Are there not millions – nay, tens and hundreds of millions – of young people all over the world who have no economic or social hope, let alone “a political horizon” [the expression used by the international community to describe a renewed peace process – Beyond Images] ? Are Jenin and Nablus refugee camps the only places where abject poverty and destitution rule supreme?

And if young, and not so young, people from these legions of the Damned of the Earth started, out of despair, blowing themselves up in the streets of London, Paris, Rome or Berlin, would well-meaning Western intellectuals express the same lame empathy – if not indirect apology – for their murderous rage ?

Moreover, there have been, in recent memory, other young people who might have felt desperate – who could be more desperate than the Jewish people after the Holocaust?

And yet these young people did not go about killing innocent European children on buses in ravished post-1945 Europe because they felt desperate.

Nor were they encouraged by their leaders to do this: on the contrary. When there were individual cases of Jews taking revenge on suspected German war criminals (not innocent civilians, mind you) Jewish public opinion went against it.

Nor did Indian patriots or Egyptian nationalists go around blowing themselves up on the streets of London. And when the Irgun [Jewish underground group, pre-1948 – Beyond Images] hanged two British sergeants in retaliation for the hanging of Jewish terrorists, the majority of the Jewish community in Palestine viewed it as a despicable murder.

Yes, Palestinian youth may be desperate. But don’t they have an alternative, like turning their despair into a constructive force instead of a fascist-like fascination with death?

Young Palestinians could – like young Indians or young Jews in British Palestine – try to help their people by alleviating their suffering, by building houses for refugees, by offering to help out in schools and hospitals.

This is what the Greek Cypriots did after the Turkish invasion of the island, what people in Bosnia and Kosovo are doing now.

Some might even think to ask why none of these desperate Palestinian youths has seriously questioned the catastrophic leadership of Yasser Arafat, who missed a historic opportunity at Camp David in 2000 of coming back from the negotiations with a Palestinian state.
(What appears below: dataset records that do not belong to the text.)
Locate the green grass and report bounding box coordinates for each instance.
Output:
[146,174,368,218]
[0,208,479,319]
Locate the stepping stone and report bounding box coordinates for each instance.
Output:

But for some strange reason that social scientists, historians and theologians fail to explain, only among Palestinian youth – and among the relatively well-of Egyptians and Saudis who committed the September 11 massacres – have justified feelings of frustration, anger and alienation transformed themselves into a murderous rage.

Why? Some serious questioning is in order, in place of the moral blindness that talks about despair leading to terrorism.

Anyone who uses such language is, whether he or she realises it or not, complicit in murder. By understanding, one condones.